SWAD-Europe Deliverable 12.2.2: RDF-based annotation systems

Project name:
Semantic Web Advanced Development for Europe (SWAD-Europe)
Project Number:
IST-2001-34732
Workpackage name:
12.2. Annotations demonstrator
Workpackage description:
http://www.w3.org/2001/sw/Europe/plan/workpackages/live/esw-wp-12.2.html
Deliverable title:
12.2.2: Annotation Demonstration Server Report
URI:
http://www.w3.org/2001/sw/Europe/reports/annotation_demo_server_report
Authors:
Charles McCathieNevile, W3C
Abstract:
This report surveys the state of semantic web systems to support annotation, editing or commenting on documents by people or agents who need not have any control over the original form of the document.
Status:

First version published 2002-12-03. This is a completed report, last updated 2003-06-06.
This document may be updated during the life of the SWAD-Europe project to reflect or link to further developments in this area.

Comments on this document are welcome and should be sent to the public-esw@w3.org list, archived at http://lists.w3.org/Archives/Public/public-esw/. General discussion of annotation techniques and especially Annotea should be sent to the W3C Annotation list www-annotation@w3.org, archived at http://lists.w3.org/Archives/Public/www-annotation/

Contents


1 Introduction
2 Background
3 Annotea Protocol
4 Implementation
5 Collaboration
6 Future Work
7 Outcomes
8 Frequently Asked Questions (FAQs)
A References - Publications
B References - Tools and Projects


1 Introduction

This report is part of SWAD-Europe Work package 12.2: Annotations Demonstrator and addresses the scope, features and purpose of tools for annotating or commenting on web data using existing systems that are licensed as Free Software or Open Source.

For those in a hurry: go straight to the FAQs section

Scope

This report covers annotation systems known to be using the Annotea protocol, including systems developed for the SWAD-Europe project and others developed independently.
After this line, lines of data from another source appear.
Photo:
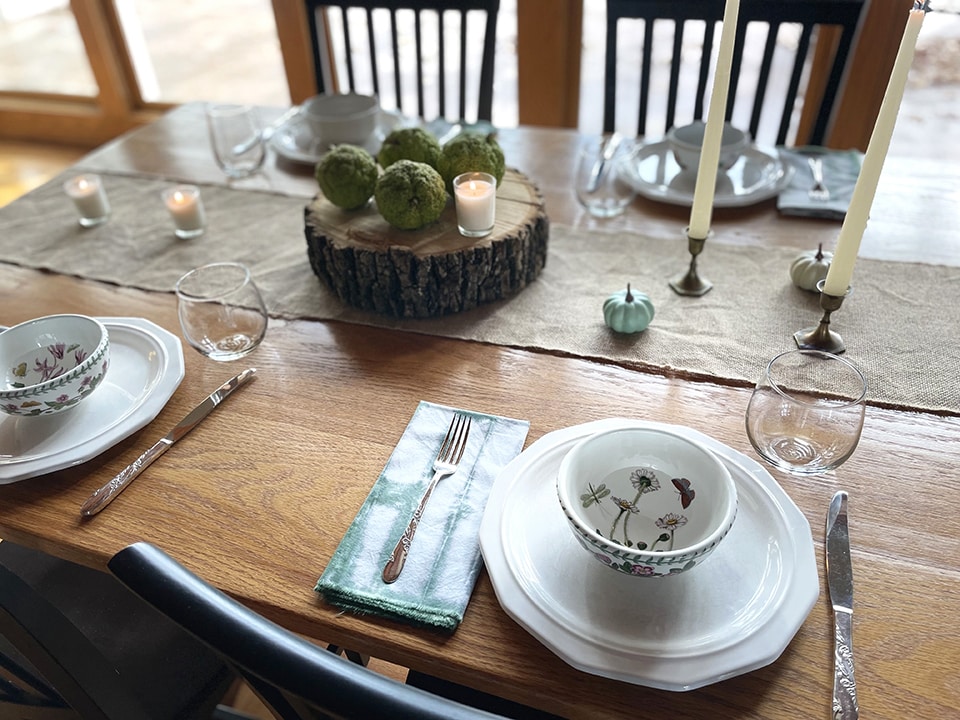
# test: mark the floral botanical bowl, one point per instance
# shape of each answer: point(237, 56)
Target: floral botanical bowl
point(50, 364)
point(645, 501)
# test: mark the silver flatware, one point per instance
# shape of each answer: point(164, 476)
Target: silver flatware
point(840, 583)
point(106, 494)
point(818, 192)
point(448, 459)
point(607, 152)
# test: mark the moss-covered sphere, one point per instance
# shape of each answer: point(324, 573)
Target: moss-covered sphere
point(411, 143)
point(410, 194)
point(471, 152)
point(347, 176)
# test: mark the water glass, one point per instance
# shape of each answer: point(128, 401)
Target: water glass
point(599, 182)
point(236, 137)
point(806, 412)
point(222, 314)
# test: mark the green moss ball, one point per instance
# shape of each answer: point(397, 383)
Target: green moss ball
point(411, 143)
point(410, 195)
point(471, 152)
point(347, 176)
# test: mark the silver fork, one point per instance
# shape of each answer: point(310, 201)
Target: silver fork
point(448, 459)
point(818, 192)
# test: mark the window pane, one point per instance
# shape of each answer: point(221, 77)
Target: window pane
point(42, 50)
point(205, 50)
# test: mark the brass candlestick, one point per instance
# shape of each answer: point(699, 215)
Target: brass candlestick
point(822, 337)
point(690, 283)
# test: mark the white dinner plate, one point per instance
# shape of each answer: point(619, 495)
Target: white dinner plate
point(735, 613)
point(758, 175)
point(146, 367)
point(294, 140)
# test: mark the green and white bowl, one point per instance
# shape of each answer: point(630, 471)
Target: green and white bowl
point(50, 364)
point(646, 502)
It also mentions development that appears to be closely related.

Terminology

Annotation
This term is used to describe information which is explicitly commentary on a Web resource, and which can be discovered by some method using that resource as a key. Simple mechanisms include the use of the rel="rev" attribute to describe links in HTML. More powerful systems allow for flexible storage options and sophisticated lookup.
Annotea
Annotea is used in this document to refer to the Annotea protocol developed by W3C. The name is occasionallly also used to refer to the user interface for that protocol in the Amaya client, and for some servers for that protocol.

2 Background

The Web as deployed today provides a simple, powerful system for making links between information and services. These links are one-way - from some information describing a resource to the resource itself. This has proven to be extremely useful, but it is difficult to search such a system since it requires keeping large tables of data. The Semantic Web consists primarily of data about other data, or of machine-processable data designed for aggregation. In each case, finding information about a resource from that resoure has proven difficult.
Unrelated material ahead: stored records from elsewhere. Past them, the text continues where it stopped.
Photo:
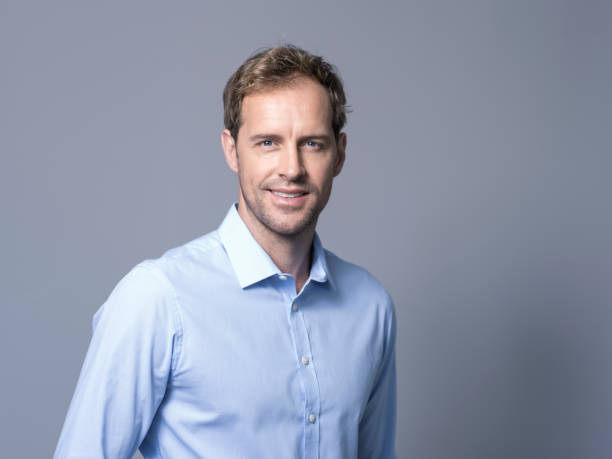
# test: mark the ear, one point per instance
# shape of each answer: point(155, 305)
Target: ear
point(340, 153)
point(229, 149)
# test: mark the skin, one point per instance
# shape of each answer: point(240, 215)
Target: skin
point(285, 144)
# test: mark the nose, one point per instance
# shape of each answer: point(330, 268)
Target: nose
point(290, 165)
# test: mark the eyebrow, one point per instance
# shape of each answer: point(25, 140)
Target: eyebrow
point(322, 137)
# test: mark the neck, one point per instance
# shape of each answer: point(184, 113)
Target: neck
point(291, 254)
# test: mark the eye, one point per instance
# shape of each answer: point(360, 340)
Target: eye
point(313, 145)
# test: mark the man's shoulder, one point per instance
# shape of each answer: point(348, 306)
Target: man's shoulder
point(353, 278)
point(190, 259)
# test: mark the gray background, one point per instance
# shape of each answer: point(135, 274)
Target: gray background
point(477, 188)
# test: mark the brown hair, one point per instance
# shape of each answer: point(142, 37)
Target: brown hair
point(274, 67)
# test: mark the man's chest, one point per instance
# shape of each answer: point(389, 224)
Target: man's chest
point(250, 356)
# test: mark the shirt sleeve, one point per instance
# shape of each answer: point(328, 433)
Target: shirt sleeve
point(377, 426)
point(134, 347)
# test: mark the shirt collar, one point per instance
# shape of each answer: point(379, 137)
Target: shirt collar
point(250, 261)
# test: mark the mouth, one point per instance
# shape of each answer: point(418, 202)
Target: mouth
point(287, 197)
point(284, 194)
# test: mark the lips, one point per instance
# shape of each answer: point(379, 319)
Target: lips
point(288, 193)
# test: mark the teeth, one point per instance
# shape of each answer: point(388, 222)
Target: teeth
point(287, 195)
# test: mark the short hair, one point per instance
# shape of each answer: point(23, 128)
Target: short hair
point(277, 67)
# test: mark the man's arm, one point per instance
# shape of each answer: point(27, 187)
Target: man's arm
point(377, 426)
point(131, 355)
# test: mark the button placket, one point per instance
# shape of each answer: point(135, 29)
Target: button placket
point(308, 377)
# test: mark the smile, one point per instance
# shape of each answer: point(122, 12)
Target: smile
point(287, 195)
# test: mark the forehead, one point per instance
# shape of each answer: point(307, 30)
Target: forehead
point(302, 103)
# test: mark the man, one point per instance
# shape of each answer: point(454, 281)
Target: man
point(252, 341)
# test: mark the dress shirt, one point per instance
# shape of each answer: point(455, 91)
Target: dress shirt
point(209, 352)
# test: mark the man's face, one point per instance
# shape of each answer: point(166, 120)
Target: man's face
point(286, 157)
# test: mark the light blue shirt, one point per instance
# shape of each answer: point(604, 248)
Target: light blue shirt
point(208, 352)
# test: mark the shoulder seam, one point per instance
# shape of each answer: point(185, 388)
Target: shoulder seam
point(178, 320)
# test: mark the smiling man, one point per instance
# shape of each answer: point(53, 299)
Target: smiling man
point(252, 341)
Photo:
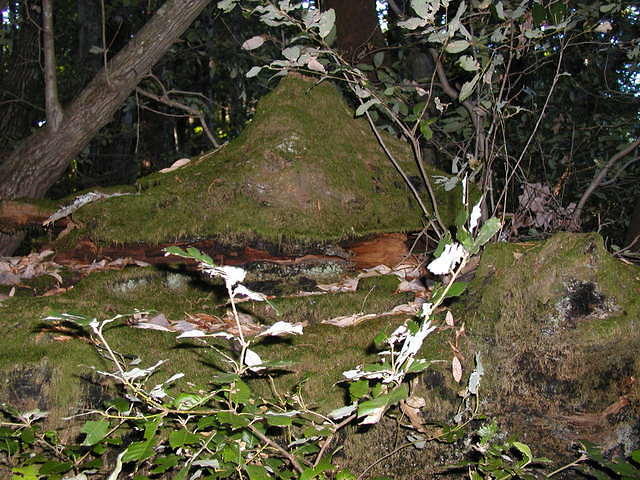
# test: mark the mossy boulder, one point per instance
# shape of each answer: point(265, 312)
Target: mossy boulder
point(50, 366)
point(557, 325)
point(304, 169)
Several annotation systems have been implmented in the Web. Early approaches included collecting Web pages (still done by organisations like Google, but impractical for most organisations). HTML also allowed the attribute rel="rev" to be attached to a link in a document, indicating resources that described or in some way linked (forward) to the document. This in principle allows for harvesting, but again, scale is a problem in implementing this approach.

More recent services for providing specific types of annotation (reviews of documents or movies, for example) have proven to be successful in enabling lookup of annotations by using the resource they annotate as a key in limited circmstances. These annotations have normally been plain text encapsulated within a closed system.

W3C has been developing the Annotea protocol, and clients and servers that use it, to provide a standards-based, open and flexible way of allowing annotation of documents.

3 Annotea protocol

The Annotea protocol is in development within W3C as an advanced development project. Since this is considered pre-standardisation it is not being developed as a W3C standards-track specification, but rather as a demonstration.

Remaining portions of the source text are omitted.